Но, кажется, на данный момент папенька отказываются от насильственного захвата власти. Eh bien, mon prince! Это с вашей стороны благоразумно, потому что у нас тут неспокойно. И девятые января случаются, и Белыя и Малыя то отложатся, то приложатся, то опять отложатся, то, глядь, опять приложатся — шатание в людишках великое, — и Бессарабия кочует, и «злой чечен ползет на берег, точит свой кинжал», и Крым завещан Кравчуку Богом, не говоря уж об Одессе (здоровеньки булы, мсьё де Рибас), и уже разложены карты периода до Ермака с целью пересмотра и передумывания. Хлопот полон рот. Сейчас не вполне удобно княжить.
Вот наш президент едет во Францию и там приносит запоздалые извинения потомкам русских аристократов в связи с причиненными им в свое время неудобствами. Сэ трэ жантий, очень мило, только вот нетитулованным в безымянных могилах было слегка неудобнее, n'est ce pas? Вот любимец народа Владимир Молчанов, интервьюируя по телевидению скромного гражданина Франции, усаживается в кресле как-то эдак, с вывертом, словно в плохом фильме, и спрашивает тоже эдак, не так, как всякую шваль: «Э-э скэжитэ, кэнязь…» Вот русский обыватель, и без того не шибко умный, глупеет еще на два порядка и заставляет себя верить, что если полковник КГБ в оперных ризах окропит водопроводной водой фундамент, то шлакоблочная конструкция авось не рухнет, как в прошлый раз, а стало быть, можно еще уворовать бетончику.
Неужели, думаешь, поротая задница кнута просит? И одни derriиres взыскуют плетки коммунистической, не в силах смириться с недавней потерей, другие тоскуют по соленым розгам, по английскому стэку, по этнографической нагайке…
Говорят, что русский язык обогатил дореволюционные французские словари лишь тремя словами: oukaze, knoute и pogrome. Неужели правда?
ноябрь 1991 года
— Буду делать один маленький фантазия, — говаривал знакомый француз, разбавляя советский березовый сок водопроводной водой.
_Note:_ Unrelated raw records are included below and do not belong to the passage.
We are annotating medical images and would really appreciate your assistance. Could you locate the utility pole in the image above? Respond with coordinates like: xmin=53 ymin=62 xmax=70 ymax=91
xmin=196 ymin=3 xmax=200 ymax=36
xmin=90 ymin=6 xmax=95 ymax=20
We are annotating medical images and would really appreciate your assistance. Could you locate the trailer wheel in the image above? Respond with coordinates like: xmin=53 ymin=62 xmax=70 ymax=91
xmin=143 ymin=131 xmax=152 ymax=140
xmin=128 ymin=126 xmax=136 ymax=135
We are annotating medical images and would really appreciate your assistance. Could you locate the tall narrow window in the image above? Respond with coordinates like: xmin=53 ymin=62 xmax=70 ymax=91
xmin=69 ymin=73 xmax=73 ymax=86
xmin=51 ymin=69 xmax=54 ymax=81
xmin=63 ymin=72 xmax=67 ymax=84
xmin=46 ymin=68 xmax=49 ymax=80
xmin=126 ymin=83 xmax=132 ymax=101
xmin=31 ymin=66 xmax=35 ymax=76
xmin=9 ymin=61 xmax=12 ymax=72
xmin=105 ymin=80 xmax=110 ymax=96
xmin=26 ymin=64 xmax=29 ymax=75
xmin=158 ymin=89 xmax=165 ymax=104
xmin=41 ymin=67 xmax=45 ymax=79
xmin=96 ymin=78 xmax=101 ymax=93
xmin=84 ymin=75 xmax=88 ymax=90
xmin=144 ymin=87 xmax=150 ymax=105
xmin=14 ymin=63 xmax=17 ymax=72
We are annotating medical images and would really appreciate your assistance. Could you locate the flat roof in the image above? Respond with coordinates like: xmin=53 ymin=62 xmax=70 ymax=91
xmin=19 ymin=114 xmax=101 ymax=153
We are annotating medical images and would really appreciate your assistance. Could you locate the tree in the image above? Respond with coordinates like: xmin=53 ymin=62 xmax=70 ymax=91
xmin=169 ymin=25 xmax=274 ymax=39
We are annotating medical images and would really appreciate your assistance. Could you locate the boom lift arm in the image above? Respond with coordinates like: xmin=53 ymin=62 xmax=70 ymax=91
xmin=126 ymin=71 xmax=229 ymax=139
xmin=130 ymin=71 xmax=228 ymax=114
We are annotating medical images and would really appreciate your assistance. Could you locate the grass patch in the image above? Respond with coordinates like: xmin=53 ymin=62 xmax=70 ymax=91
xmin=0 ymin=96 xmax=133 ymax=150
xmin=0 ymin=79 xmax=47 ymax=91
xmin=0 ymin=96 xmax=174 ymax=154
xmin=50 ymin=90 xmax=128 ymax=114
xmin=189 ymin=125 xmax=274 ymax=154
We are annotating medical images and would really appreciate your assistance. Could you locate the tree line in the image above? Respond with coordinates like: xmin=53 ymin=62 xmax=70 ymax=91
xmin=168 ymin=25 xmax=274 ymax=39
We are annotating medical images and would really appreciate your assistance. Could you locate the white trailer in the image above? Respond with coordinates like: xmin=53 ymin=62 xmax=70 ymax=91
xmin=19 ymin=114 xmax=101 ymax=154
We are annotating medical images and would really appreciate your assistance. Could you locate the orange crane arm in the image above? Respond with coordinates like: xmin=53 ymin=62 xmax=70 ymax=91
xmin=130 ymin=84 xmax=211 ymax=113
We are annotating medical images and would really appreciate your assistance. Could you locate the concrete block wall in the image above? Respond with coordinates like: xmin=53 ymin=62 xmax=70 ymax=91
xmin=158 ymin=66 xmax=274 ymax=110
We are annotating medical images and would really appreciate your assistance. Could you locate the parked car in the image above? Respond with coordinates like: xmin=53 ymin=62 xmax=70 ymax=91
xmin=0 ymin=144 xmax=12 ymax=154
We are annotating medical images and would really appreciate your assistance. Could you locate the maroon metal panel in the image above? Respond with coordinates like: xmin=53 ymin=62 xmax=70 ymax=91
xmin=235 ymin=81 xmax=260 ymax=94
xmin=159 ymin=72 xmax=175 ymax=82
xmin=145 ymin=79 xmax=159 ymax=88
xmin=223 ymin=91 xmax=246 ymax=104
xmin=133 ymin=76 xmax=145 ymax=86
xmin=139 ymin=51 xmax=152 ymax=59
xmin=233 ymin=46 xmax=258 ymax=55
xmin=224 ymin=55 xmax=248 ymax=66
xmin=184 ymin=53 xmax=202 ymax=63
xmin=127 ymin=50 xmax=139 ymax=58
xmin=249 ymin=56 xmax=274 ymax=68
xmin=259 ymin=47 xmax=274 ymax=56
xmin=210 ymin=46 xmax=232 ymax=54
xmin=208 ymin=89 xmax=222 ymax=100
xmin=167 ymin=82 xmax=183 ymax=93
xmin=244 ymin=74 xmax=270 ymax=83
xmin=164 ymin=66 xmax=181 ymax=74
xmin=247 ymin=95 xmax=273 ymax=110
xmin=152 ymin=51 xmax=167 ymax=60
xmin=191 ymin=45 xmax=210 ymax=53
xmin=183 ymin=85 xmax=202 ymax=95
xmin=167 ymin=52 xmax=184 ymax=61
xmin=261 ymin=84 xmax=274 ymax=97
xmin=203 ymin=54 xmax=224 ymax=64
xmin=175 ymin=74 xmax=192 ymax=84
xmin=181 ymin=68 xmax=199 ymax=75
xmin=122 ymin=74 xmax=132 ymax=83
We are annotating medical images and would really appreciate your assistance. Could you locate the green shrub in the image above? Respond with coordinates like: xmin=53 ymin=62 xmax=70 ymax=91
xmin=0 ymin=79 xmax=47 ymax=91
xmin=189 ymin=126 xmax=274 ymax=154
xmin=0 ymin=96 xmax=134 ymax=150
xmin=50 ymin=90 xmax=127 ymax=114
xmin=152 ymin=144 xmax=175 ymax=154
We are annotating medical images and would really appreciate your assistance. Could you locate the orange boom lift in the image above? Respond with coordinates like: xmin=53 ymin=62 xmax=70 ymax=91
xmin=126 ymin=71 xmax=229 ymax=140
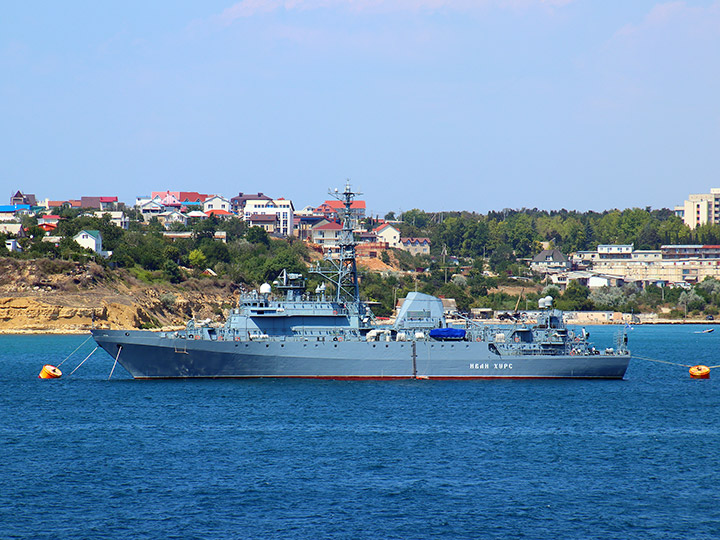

Фантазия у месье был, действительно, небольшой. Несмелый. Дело было в середине семидесятых, и, кто помнит, — еда в Ленинграде была, хоть и звался город не так роскошно, как нынче. (Но, по закону Ломоносова-Лавуазье, все правильно: в одном месте отнимется, в другом прибавится.) Мы, помню, дивились французу, полагая, впрочем, что он у себя в Париже зажрался улитками, лягушками, паштетами и ста сорока сортами сыра и теперь, во избежание заворота кишок, инстинктивно промывает таковые водою, ибо мы были глубоко убеждены, что березовый сок, расфасованный в трехлитровые банки, есть не что иное, как та же водопроводная вода, только подслащенная. Сахар тоже еще был. «И родина щедро поила меня березовым соком, березовым соком», — пело радио. Однако надменность, с которой заезжий галл разбавлял воду водой, не могла не уязвлять.